Le tourisme sénégalais bat de l'aile. Et les professionnels estiment que la mesure de réciprocité du visa d'entrée pour les pays hors CEDEAO risque d'enfoncer le secteur dans le marasme. Doudou Gnagna Diop, président de l’Organisation nationale pour l’intégration du tourisme sénégalais (ONITS) passe, dans cet entretien, en revue les difficultés que rencontre le secteur.

Il y a une tension entre les professionnels du tourisme et le ministre de tutelle, Youssou Ndour. Quelles sont les véritables raisons ?

J'ai lu à travers les médias qu'il y a eu un problème entre le patronat et la tutelle. A mon avis, ce genre de problème est inévitable. Au Sénégal, nous avons un phénomène assez rare : nous avons le ministère, c'est-à-dire l'État, et le privé où il n'y a aucune organisation. Mais cette affaire ne date pas d'aujourd'hui, parce que depuis le début, la nomination du ministre, il n'y a pas eu des altercations avec le président du patronat de l'industrie hôtelière. Donc, c'était un mauvais départ. Quand on a un secteur à difficultés depuis plusieurs années, il faut une communication intense. Mais nous avons constaté qu'il n'y a pas de dialogue entre ces deux acteurs professionnels. Il devait y avoir un observatoire qui peut, en cas de problème, atténuer les difficultés. Tel qu'il a été formaté au Sénégal, le tourisme est un secteur d'activité économique qui pratiquement est dépendant de l'extérieur. Les clients viennent des marchés émetteurs, 85% de la clientèle viennent de la France. Donc si l’État n'applique pas une politique nationale comme l'ont fait les autres pays pour sauver le secteur, tout marchera au ralenti. On dit souvent que le tourisme, c'est les grosses entreprises, mais il y a des milliers d'entreprises sur le territoire national où on peut trouver au minimum 20 employés. On ne les prend pas en compte dans les réflexions, on ne les implique pas dans la prise de décisions.

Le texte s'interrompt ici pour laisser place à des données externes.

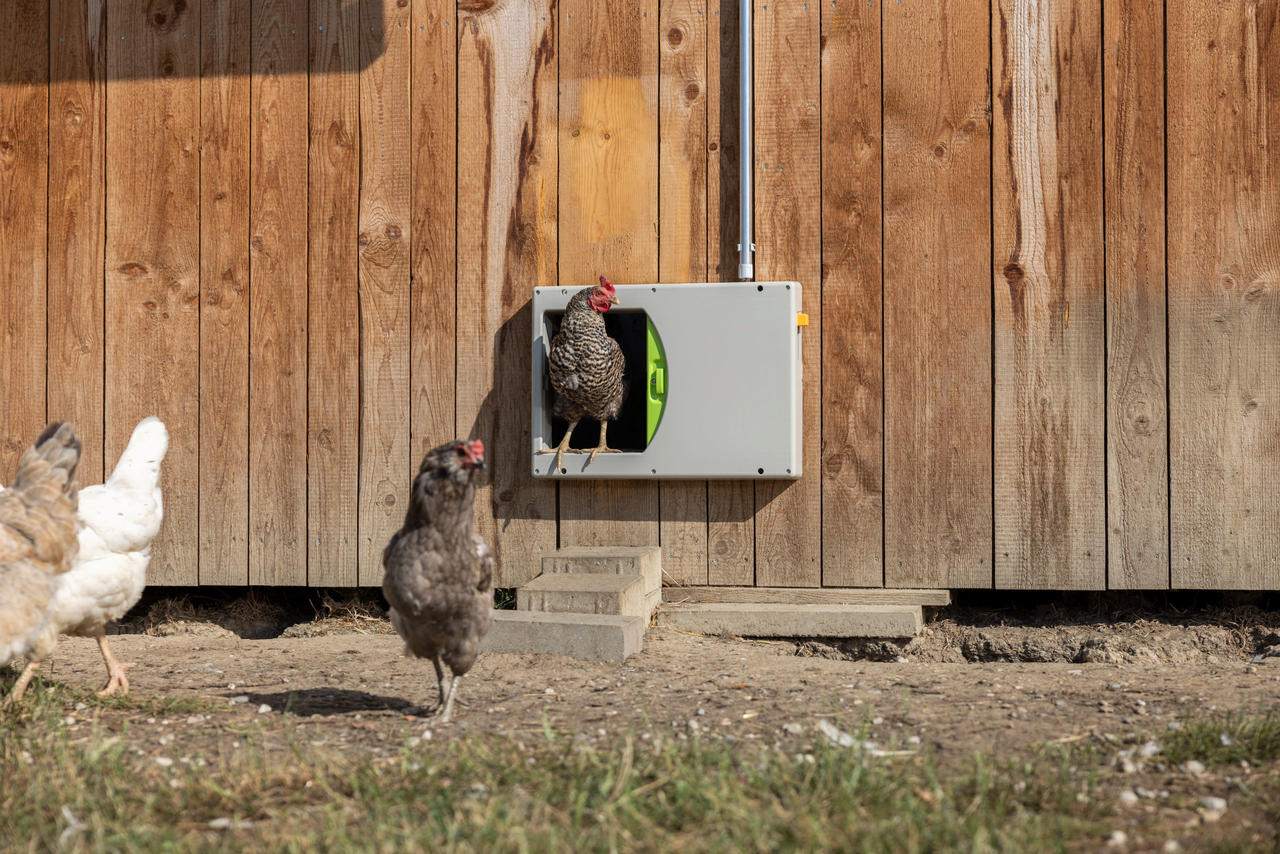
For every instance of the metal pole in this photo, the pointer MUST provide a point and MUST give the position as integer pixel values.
(746, 149)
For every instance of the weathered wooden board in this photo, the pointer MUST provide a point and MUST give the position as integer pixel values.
(730, 503)
(853, 439)
(608, 210)
(507, 59)
(77, 90)
(682, 240)
(937, 296)
(224, 291)
(433, 236)
(333, 282)
(23, 224)
(789, 242)
(1224, 293)
(152, 254)
(278, 295)
(1050, 301)
(385, 465)
(1133, 68)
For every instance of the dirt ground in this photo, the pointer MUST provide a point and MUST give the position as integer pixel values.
(974, 681)
(961, 686)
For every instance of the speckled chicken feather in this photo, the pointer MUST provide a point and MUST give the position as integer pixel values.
(37, 540)
(586, 365)
(439, 571)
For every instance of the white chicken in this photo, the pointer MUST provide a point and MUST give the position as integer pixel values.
(119, 521)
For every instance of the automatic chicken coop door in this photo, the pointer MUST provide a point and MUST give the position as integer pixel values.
(713, 375)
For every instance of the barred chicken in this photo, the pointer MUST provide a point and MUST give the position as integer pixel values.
(439, 572)
(586, 368)
(37, 544)
(119, 521)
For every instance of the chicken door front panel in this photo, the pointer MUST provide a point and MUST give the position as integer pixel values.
(713, 383)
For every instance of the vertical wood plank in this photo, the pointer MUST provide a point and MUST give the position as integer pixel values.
(937, 295)
(434, 126)
(789, 241)
(1224, 293)
(608, 209)
(23, 204)
(1048, 264)
(507, 206)
(385, 469)
(152, 254)
(1133, 67)
(853, 482)
(682, 241)
(730, 503)
(278, 295)
(333, 336)
(77, 67)
(224, 298)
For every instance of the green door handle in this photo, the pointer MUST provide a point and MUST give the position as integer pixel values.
(656, 375)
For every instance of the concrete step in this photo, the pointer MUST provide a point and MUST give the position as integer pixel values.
(581, 635)
(644, 561)
(585, 593)
(757, 620)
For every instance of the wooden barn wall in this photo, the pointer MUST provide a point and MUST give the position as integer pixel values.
(1040, 246)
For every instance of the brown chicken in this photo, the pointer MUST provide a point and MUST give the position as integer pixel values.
(39, 529)
(439, 572)
(586, 368)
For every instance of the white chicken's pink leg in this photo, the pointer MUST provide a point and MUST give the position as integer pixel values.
(563, 446)
(448, 700)
(115, 681)
(603, 447)
(19, 688)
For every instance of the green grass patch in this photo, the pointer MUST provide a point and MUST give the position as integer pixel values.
(261, 784)
(1221, 739)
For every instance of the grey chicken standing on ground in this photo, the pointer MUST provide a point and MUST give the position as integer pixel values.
(439, 572)
(586, 368)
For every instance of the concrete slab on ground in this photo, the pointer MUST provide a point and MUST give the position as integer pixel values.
(581, 635)
(808, 596)
(585, 593)
(758, 620)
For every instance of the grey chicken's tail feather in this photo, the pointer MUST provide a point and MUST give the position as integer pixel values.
(51, 461)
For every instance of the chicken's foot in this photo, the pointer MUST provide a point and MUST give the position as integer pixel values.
(604, 446)
(115, 677)
(19, 688)
(563, 446)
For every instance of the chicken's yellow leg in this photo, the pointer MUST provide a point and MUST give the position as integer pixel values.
(604, 446)
(563, 446)
(448, 700)
(19, 688)
(115, 679)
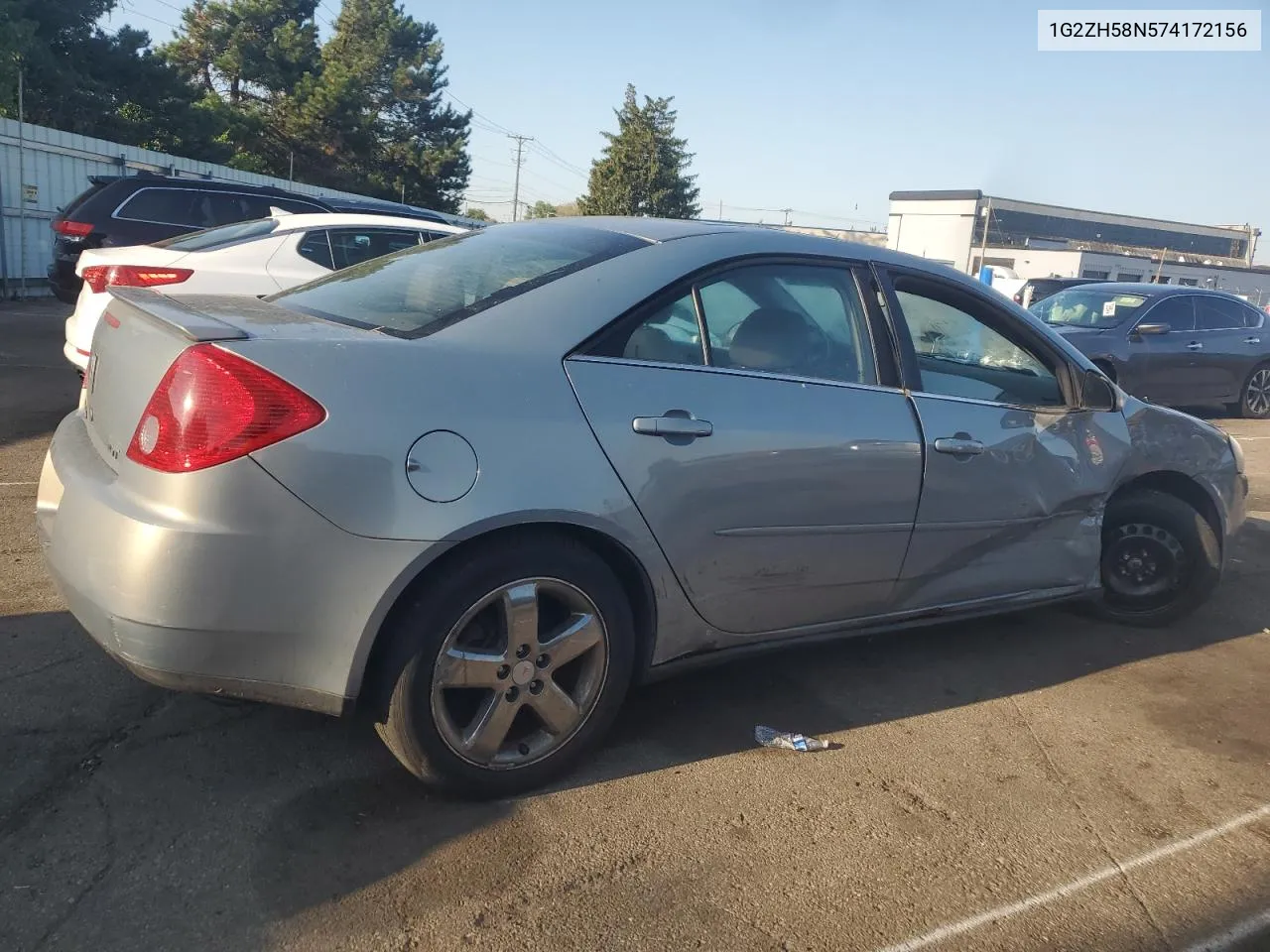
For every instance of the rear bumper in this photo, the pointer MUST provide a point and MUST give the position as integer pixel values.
(75, 356)
(231, 587)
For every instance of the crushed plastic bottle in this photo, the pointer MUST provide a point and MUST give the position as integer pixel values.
(772, 738)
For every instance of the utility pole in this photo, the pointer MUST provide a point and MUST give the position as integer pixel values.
(22, 186)
(987, 223)
(520, 160)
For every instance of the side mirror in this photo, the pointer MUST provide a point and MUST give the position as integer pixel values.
(1097, 393)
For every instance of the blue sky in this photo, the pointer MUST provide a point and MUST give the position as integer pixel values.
(830, 108)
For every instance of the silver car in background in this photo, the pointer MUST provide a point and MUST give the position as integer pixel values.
(484, 485)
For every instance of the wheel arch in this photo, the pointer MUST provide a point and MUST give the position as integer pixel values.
(371, 682)
(1185, 488)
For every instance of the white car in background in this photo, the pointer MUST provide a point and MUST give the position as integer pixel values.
(253, 258)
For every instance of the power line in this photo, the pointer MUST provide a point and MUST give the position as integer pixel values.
(549, 181)
(146, 16)
(474, 112)
(556, 159)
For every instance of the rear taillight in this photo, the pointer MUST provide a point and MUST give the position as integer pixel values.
(99, 277)
(72, 229)
(213, 407)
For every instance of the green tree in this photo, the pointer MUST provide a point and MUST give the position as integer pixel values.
(80, 79)
(644, 167)
(362, 112)
(540, 209)
(375, 113)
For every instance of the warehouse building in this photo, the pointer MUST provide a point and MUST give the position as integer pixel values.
(1021, 240)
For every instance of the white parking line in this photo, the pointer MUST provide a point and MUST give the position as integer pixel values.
(1234, 934)
(1040, 898)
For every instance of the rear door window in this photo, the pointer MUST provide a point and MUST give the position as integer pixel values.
(1216, 313)
(1178, 312)
(349, 246)
(316, 246)
(169, 206)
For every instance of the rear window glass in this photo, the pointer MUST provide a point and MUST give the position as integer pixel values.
(1086, 306)
(214, 238)
(429, 287)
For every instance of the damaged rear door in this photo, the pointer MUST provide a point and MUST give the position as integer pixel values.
(1016, 474)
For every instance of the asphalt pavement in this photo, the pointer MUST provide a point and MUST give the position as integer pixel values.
(1039, 780)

Quelles solutions, selon vous, pour sortir de cette situation ?

Ce qu'il y a lieu de faire, c'est une concertation entre tous les acteurs et une implication de tout le monde pour éviter les frustrations. Il y a trois ans de cela, nous avons travaillé sur un projet national, qui est de produire des manuels didactiques pour l'enseignement du tourisme à nos jeunes qui arrivent sur le marché. Ces livres ont coûté de l'argent et depuis qu'on les a déposés au ministère, il n'y a eu aucune réponse. Voilà des formes de non implication et de non considération des nationaux qui travaillent pour que ce secteur soit valorisé, viable et créateur d'emplois et pour la réduction de la pauvreté. Donc, il faut aller dans le sens de la concertation et surtout la planification des intervenants. Parce qu'au Sénégal, on a tendance à concentrer les investisseurs, il y a beaucoup de zones à développer au Sénégal. Les zones où il y a la pèche, la chasse peuvent être exploitées. Il faut aussi créer un Observatoire du tourisme qui organisera des concertations. Ensuite, comment se fait-il qu'au Sénégal on n'a jamais organisé les assises du tourisme ? Tous les pays touristiques tiennent des assises une fois tous les deux ans. Ces assises vont contribuer à régler tous les problèmes concernant les investissements, la réglementation, la mal compréhension de la politique touristique qu'on nous met sous les yeux sans concertation. Elles permettront de faire l’état des lieux réel du secteur et de voir avec les investisseurs et l’État comment faire les injections pour l'avenir. Un secteur qui n'a pas d'observatoire pour jouer le rôle de veille ou d'alerte, il faudrait ne serait-ce que des assises pour avoir une lisibilité suivant les différents territoires.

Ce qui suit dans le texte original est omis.